When all the human key points cannot be obtained due to the human object is obstructed or a recognition accuracy issue, prediction will be performed to obtain all human key points in the human rectangle, thus ensuring the accuracy of subsequent convolution processing and human behavior recognition.
In a possible design, the prediction unit is specifically configured to:
determine a human skeleton structure of the human object in the human rectangle according to the human key points in the human rectangle; determine all the human key points of the human rectangle according to the human skeleton structure.
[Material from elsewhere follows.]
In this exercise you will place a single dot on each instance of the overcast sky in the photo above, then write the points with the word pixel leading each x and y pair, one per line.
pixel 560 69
When not all of the human key points can be obtained due to the human object is obstructed or a recognition accuracy issue, the human skeleton structure is determined according to known human key points; and all human key points of the human rectangle are determined according to the human skeleton structure and the known human key points, thus ensuring the accuracy of subsequent convolution processing and human behavior recognition.
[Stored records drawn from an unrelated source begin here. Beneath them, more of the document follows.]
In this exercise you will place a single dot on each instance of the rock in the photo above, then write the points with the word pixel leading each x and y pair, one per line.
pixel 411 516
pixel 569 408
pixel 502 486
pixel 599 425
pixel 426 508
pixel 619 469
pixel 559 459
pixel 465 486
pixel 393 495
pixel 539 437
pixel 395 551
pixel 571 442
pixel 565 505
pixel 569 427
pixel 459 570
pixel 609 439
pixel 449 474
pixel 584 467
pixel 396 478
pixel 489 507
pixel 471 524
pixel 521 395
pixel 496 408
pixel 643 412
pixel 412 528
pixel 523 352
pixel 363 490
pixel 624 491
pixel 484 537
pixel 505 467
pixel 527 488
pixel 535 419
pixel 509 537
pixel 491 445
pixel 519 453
In a possible design, the human rectangle quantity in each video frame is M, where M is a positive integer; and the M human rectangles are top M human rectangles with the highest human rectangle confidences in each video frame; and the apparatus further includes:
a third acquisition unit, configured to acquire key point confidences of the human key points of each human rectangle in each video frame; perform a weighted summation of the key point confidences of the human key points in each human rectangle to obtain a human rectangle confidence of the each human rectangle.
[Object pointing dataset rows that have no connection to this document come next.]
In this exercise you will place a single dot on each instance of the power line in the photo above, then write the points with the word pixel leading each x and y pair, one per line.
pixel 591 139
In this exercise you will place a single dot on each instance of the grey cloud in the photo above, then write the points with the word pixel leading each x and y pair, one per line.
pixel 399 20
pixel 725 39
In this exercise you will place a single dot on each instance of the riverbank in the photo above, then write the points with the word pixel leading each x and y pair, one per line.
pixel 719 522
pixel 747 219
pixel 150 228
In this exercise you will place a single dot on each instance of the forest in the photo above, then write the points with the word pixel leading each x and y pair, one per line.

For the same video to be recognized, the human rectangle quantities in all video frames are adjusted to be consistent to ensure the correctness and accuracy of subsequent convolution processing and recognition processing. In addition, since the human rectangles with highest human rectangle confidences are retained, the human rectangles can be ensured to be human rectangles of a real person, thus ensuring the accuracy of the human behavior.
In a possible design, when the video quantity of video to be recognized is N, N is a positive integer, and the feature matrix also includes the video quantity. Therefore, when recognizing multiple videos to be recognized, the feature matrix has features of multiple videos to be recognized, and furthermore, multiple videos to be recognized can be recognized at the same time.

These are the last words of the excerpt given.